No time to catch my breath
until you were on your way
searching for another innocent target.


WHAT NOT TO DO YOUR LAST DAY IN CHINA
Tom Padgett

We had seen the panda at the zoo
and sympathized with that big furry
creature suffering in the heat--until
our Chinese guide tore us away, walked
quickly on to speed us through the day
he planned for us. The English slogan
on his shirt should have warned us what
was just ahead: NO PAIN, NO GAIN, it said.

As leader of ten American teachers, I
occupied a middle ground, trying to slow
the guide a bit for those always late
wherever we had gone, wherever we would go
on our contract to see the city's sights,
clambering in and out of a hired van
for one more day, then if we were still
alive, catch the Hong Kong train at five.

Two stragglers photographed a bear
from every possible angle.

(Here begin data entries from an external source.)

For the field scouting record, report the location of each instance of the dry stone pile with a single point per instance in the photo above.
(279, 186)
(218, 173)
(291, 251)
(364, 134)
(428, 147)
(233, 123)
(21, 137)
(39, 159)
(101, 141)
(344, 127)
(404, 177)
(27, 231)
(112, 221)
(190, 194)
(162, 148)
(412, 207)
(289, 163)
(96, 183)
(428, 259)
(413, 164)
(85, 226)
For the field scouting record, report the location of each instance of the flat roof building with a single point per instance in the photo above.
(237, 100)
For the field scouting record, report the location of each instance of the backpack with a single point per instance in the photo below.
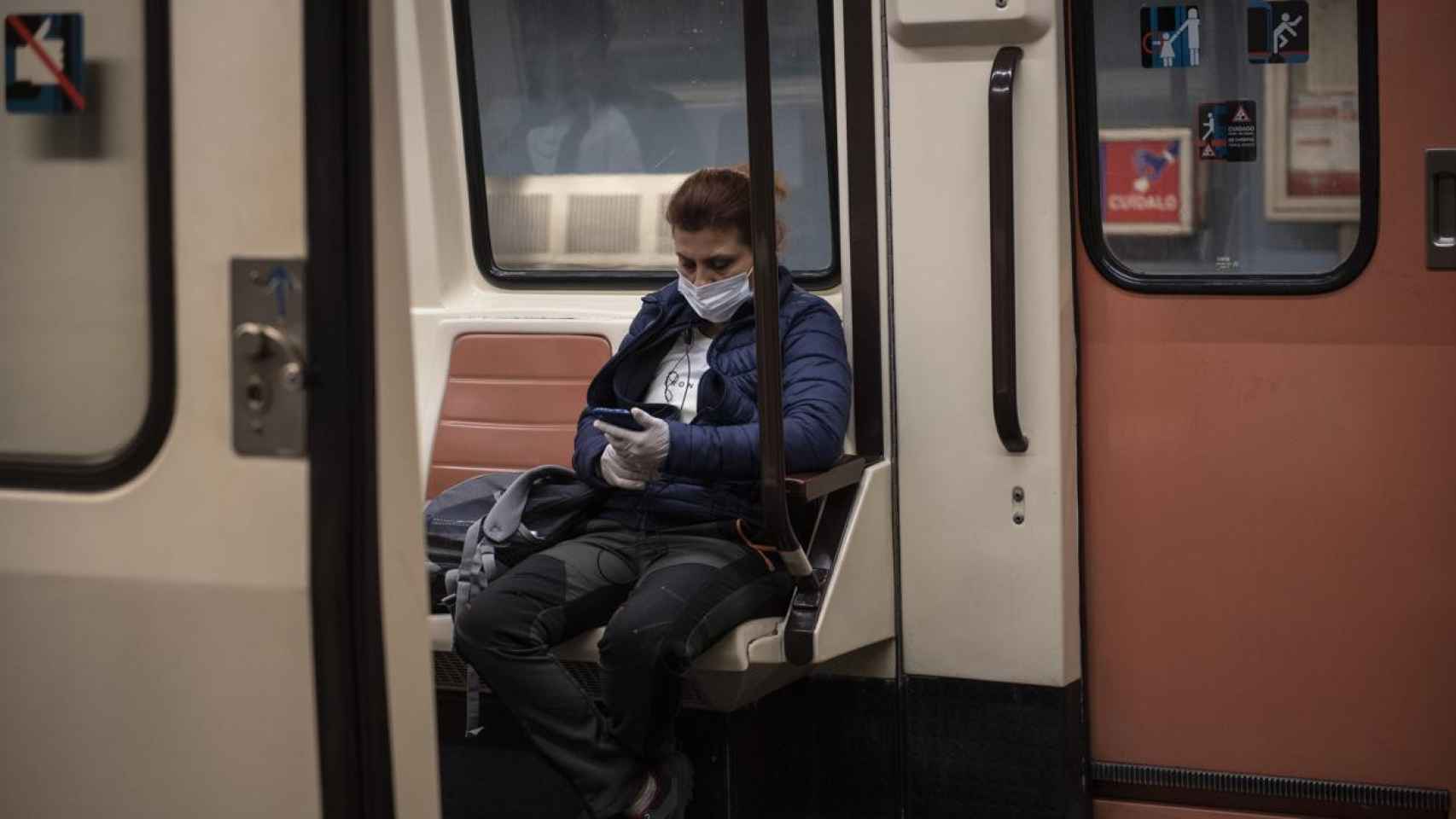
(491, 523)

Our guide
kept tapping at his watch. I shrugged,
sent several with him to the van, turned
to stumble over a wall, caught my camera
as I fell, crushed into the rock, and broke
my arm, adding a hospital in Guangzhou
to our list of sights not to be missed.

The "expert" doctor pressed and pulled
and said there was no break, still we should
take x-rays. A helper led me blocks, I swear,
to a dingy room run by someone rousted out,
where sharp intakes of breath informed me he
was wrong, the "expert" who referred me next
to still more medical men to wrap my arm
in a plaster cast and let me go at last.

All this, of course, witnessed by whole halls
of ambulatory patients who wanted me to stay.
The sulky guide was pacified when
I rejoined the group, climbed tall pagodas,
shot many pictures of the goat statue,
paid due respect to schools and auditoriums
honoring Chairman Mao, then caught the train,
quite sure of the pain--not so sure of the gain.